Department of Neurosurgery, Tangdu Hospital, Fourth Military Medical University, Xi'an, Shaanxi Province, China.
Parkinsonism Relat Disord. 2009 Sep;15(8):587-91. doi: 10.1016/j.parkreldis.2009.02.006. Epub 2009 Apr 29.
To study the long-term effects of deep brain stimulation (DBS) of the bilateral subthalamic nucleus (STN) on depression in patients with Parkinson's disease (PD) and to discuss the mechanism.
A STN-DBS group (n = 27) and anti-Parkinson's medication control group with paired designing were set up. The evaluation of the depression and motor function was performed a total of six times. Depression was evaluated by the Self-Rating Depression Scale (SDS) and Hamilton Rating Scale for Depression (HAMD). Motor function was evaluated by the third part of the Unified Parkinson's Disease Rating Scale (UPDRS-III).
Compared with the preoperative and the medication control group, the UPDRS-III scores of the STN-DBS group decreased remarkably within 18 months postoperatively (P < or = 0.001), and the SDS scores decreased notably within 6 months postoperatively (P < or = 0.05), and the HAMD scores decreased notably within 3 months postoperatively (P < or = 0.05). The UPDRS-III scores were strongly correlated with their SDS scores within 6 months postoperatively (P < or = 0.05), especially at 5 weeks postoperation (P < or = 0.001). UPDRS-III scores were also strongly correlated with HAMD scores at 5 weeks postoperation (P < or = 0.05). The mean value of the bilateral voltages was obviously correlated with SDS and HAMD scores (P < or = 0.05) within 18 months postoperatively.

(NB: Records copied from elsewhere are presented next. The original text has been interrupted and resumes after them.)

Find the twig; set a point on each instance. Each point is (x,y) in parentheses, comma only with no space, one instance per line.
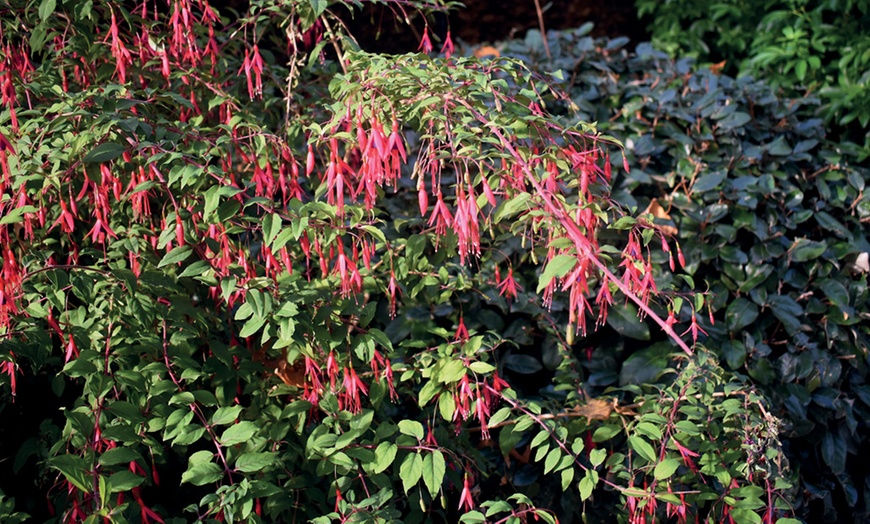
(543,30)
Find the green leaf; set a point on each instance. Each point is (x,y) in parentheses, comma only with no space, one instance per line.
(472,517)
(385,454)
(202,473)
(646,365)
(119,455)
(226,415)
(252,325)
(586,486)
(552,460)
(411,428)
(124,481)
(319,6)
(271,228)
(666,468)
(446,406)
(178,254)
(642,447)
(452,371)
(411,470)
(740,313)
(623,318)
(597,456)
(104,152)
(238,433)
(499,416)
(74,469)
(803,250)
(567,476)
(434,468)
(558,267)
(46,9)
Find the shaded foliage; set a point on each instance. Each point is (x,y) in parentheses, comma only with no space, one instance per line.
(772,221)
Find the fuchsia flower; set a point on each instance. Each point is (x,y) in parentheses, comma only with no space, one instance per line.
(466,501)
(508,287)
(425,43)
(447,48)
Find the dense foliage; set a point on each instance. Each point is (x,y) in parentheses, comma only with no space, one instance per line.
(253,273)
(773,221)
(800,46)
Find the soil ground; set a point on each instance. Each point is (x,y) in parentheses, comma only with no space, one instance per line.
(488,21)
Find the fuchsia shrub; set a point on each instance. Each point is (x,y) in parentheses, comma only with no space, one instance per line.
(216,228)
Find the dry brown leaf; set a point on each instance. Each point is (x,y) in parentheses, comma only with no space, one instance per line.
(291,374)
(656,210)
(487,50)
(594,409)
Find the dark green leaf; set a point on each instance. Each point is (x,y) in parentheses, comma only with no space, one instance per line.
(104,152)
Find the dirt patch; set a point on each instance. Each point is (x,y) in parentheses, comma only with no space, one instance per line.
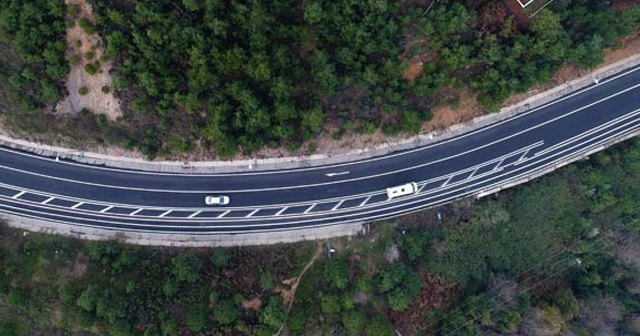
(392,254)
(629,46)
(414,70)
(79,267)
(289,294)
(93,92)
(254,304)
(465,108)
(436,293)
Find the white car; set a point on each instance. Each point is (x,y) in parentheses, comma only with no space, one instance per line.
(216,200)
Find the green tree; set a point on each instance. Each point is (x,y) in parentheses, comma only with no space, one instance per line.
(273,313)
(225,312)
(379,326)
(186,267)
(354,321)
(196,317)
(220,257)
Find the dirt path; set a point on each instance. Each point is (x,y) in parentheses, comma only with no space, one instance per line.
(93,92)
(295,281)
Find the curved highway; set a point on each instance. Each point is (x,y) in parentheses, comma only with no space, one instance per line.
(476,162)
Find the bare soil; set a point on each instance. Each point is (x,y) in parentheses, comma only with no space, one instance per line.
(80,44)
(289,294)
(629,46)
(254,304)
(465,108)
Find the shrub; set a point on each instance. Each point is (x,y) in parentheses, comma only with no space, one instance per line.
(101,119)
(312,147)
(74,59)
(87,26)
(92,68)
(196,318)
(220,257)
(225,312)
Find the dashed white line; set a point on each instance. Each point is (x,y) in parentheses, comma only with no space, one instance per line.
(473,173)
(309,208)
(77,205)
(106,209)
(523,155)
(447,181)
(281,211)
(420,188)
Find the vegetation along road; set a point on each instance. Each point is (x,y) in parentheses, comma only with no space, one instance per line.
(480,161)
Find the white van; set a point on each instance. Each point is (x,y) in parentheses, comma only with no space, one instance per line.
(402,190)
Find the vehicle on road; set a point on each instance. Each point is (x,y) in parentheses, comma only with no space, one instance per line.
(216,200)
(402,190)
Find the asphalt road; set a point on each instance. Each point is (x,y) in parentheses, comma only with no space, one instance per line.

The improvement in motor symptoms resulting from STN-DBS can improve depression in PD patients, but its long-term effects were unremarkable. Within the treatment range, the higher the mean value of bilateral voltages then the more severe was the depression in PD patients.
研究双侧丘脑底核(STN)深部脑刺激(DBS)对帕金森病(PD)患者抑郁的长期影响,并探讨其机制。
设立 STN-DBS 组(n=27)和配对设计的抗帕金森药物对照组。共进行了 6 次抑郁和运动功能评估。抑郁采用自评抑郁量表(SDS)和汉密尔顿抑郁量表(HAMD)进行评估。运动功能采用帕金森病评定量表第三部分(UPDRS-III)进行评估。
与术前和药物对照组相比,STN-DBS 组术后 18 个月内 UPDRS-III 评分明显降低(P<0.001),SDS 评分术后 6 个月明显降低(P<0.05),HAMD 评分术后 3 个月明显降低(P<0.05)。术后 6 个月内 UPDRS-III 评分与 SDS 评分呈显著相关(P<0.05),尤其是术后 5 周时(P<0.001)。术后 5 周时 UPDRS-III 评分与 HAMD 评分呈显著相关(P<0.05)。术后 18 个月内双侧电压的平均值与 SDS 和 HAMD 评分明显相关(P<0.05)。
STN-DBS 改善运动症状可改善 PD 患者的抑郁,但长期效果不明显。在治疗范围内,双侧电压平均值越高,PD 患者的抑郁越严重。